Providing hepatitis B vaccine to all neonates within 24 hours of birth (Timely Birth Dose, TBD) is the key preventative measure to control perinatal hepatitis B virus infection. Previous Chinese studies of TBD only differentiated between migrant and non-migrant (local-born generation-LG) children. Our study is the first to stratify migrants in Beijing into first generation migrants (FGM) and second generation migrants (SGM). Based on a questionnaire survey of 2682 people in 3 Beijing villages, we identified 283 children aged 0-15 years, from 246 households, who were eligible for a TBD. Multinomial logistic regression and statistical analyses were used to examine factors explaining TBD rates for LG, FGM and SGM children. Surprisingly, the TBD for LG Beijing children was not significantly different from migrant children. But after stratifying migrant children into FGM and SGM, revealed significant TBD differences were revealed across LG, FGM and SGM according to domicile (p-value < 0.001, OR = 3.24), first vaccination covered by government policy (p-value < 0.05, OR = 3.24), mother's knowledge of hepatitis B (p-value < 0.05, OR = 1.01) and the government's HBV policy environment (p-value < 0.05, OR = 2.338). Birthplace (p-value = 0.002, OR = 6.21) and better policy environments (p-value = 0.01, OR = 2.80) were associated with higher TBD rate for LG and SGM children. Compared with FGM children, SGM had a significantly poorer TBD rate (Fisher exact test of chi-square = 0.013). We identified SGM as a special risk group; proposed Hukou reform to improve SGM TBD; and called for Beijing health authorities to match TBD rates in other provinces, especially by improving practices by health authorities and knowledge of parents.

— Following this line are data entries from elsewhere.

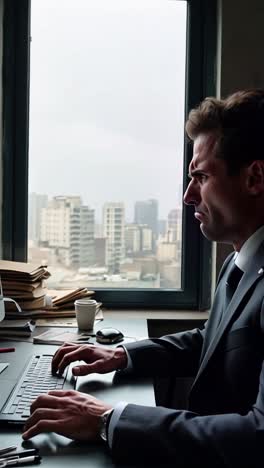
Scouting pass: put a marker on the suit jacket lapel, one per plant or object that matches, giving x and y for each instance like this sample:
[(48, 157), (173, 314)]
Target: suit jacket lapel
[(254, 272)]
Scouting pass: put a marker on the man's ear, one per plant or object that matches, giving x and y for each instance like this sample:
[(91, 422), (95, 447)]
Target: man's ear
[(255, 178)]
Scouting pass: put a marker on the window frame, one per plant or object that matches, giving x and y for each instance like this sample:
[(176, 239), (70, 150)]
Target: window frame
[(195, 293)]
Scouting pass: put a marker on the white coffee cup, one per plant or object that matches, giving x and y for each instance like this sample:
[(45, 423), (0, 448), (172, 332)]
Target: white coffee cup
[(85, 310)]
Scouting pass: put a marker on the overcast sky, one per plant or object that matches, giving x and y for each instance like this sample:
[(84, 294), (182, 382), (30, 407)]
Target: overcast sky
[(107, 100)]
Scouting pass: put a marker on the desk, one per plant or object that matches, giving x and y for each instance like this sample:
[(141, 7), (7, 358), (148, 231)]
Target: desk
[(61, 452)]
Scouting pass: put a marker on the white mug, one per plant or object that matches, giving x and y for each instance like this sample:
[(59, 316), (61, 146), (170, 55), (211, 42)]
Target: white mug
[(85, 310)]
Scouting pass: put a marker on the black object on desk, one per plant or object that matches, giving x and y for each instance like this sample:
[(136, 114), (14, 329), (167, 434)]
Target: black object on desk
[(112, 388)]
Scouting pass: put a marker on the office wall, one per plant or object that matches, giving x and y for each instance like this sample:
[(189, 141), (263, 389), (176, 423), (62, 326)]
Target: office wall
[(1, 108), (240, 57)]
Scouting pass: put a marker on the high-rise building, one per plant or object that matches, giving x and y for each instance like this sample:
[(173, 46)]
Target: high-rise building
[(146, 212), (114, 231), (174, 231), (138, 239), (36, 202), (67, 227)]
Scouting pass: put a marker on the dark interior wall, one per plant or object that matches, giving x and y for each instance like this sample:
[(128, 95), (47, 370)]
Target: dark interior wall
[(240, 61)]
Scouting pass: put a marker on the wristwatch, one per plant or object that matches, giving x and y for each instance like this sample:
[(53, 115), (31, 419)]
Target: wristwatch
[(105, 419)]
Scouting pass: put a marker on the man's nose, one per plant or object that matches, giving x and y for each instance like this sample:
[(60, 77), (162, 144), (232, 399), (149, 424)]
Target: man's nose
[(191, 195)]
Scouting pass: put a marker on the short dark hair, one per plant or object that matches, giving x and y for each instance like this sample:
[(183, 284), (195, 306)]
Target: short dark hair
[(238, 121)]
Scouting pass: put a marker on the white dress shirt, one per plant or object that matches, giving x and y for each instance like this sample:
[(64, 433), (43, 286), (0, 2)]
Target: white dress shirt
[(241, 259)]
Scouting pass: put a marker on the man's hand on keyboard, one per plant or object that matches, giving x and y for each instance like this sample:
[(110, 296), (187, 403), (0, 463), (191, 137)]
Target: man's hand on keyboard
[(97, 359), (69, 413)]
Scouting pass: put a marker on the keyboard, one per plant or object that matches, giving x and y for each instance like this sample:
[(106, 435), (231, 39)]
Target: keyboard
[(35, 380)]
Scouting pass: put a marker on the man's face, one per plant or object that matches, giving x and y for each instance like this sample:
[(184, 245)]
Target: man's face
[(220, 200)]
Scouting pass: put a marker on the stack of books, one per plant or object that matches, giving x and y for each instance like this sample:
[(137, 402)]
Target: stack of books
[(25, 284)]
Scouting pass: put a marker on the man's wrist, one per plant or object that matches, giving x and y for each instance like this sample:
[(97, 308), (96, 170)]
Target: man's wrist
[(121, 358), (104, 424)]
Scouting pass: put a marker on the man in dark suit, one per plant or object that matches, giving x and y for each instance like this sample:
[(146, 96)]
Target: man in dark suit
[(224, 422)]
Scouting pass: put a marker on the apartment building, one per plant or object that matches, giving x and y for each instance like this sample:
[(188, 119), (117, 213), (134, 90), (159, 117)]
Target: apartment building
[(67, 227), (114, 231)]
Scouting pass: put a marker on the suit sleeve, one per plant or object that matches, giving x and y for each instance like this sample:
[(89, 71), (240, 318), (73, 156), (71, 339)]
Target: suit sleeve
[(177, 354), (165, 437)]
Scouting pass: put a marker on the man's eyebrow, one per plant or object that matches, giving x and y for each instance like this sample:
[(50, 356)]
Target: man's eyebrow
[(195, 172)]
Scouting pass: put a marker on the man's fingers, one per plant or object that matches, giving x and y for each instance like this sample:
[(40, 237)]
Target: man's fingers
[(82, 352), (86, 369), (47, 401), (41, 414), (65, 348), (41, 426)]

在出生后24小时内为所有新生儿接种乙肝疫苗(及时出生剂量,TBD)是控制围产期乙肝病毒感染的关键预防措施。以往中国关于TBD的研究仅区分了流动儿童和非流动儿童(本地出生一代-LG)。我们的研究首次将北京的流动人员分为第一代流动人员(FGM)和第二代流动人员(SGM)。基于对北京3个村庄2682人的问卷调查,我们确定了来自246户家庭的283名0至15岁符合TBD条件的儿童。采用多项逻辑回归和统计分析来检验解释LG、FGM和SGM儿童TBD率的因素。令人惊讶的是,北京LG儿童的TBD率与流动儿童没有显著差异。但在将流动儿童分为FGM和SGM后,发现根据户籍(p值<0.001,OR = 3.24)、政府政策覆盖的首次疫苗接种(p值<0.05,OR = 3.24)、母亲对乙肝的了解(p值<0.05,OR = 1.01)以及政府的乙肝疫苗政策环境(p值<0.05,OR = 2.338),LG、FGM和SGM之间存在显著的TBD差异。出生地(p值 = 0.002,OR = 6.21)和更好的政策环境(p值 = 0.01,OR = 2.80)与LG和SGM儿童较高的TBD率相关。与FGM儿童相比,SGM的TBD率显著更低(卡方的Fisher精确检验 = 0.013)。我们将SGM确定为一个特殊风险群体;提议进行户籍改革以提高SGM的TBD率;并呼吁北京卫生当局使TBD率与其他省份相匹配,特别是通过改善卫生当局的做法和家长的知识水平。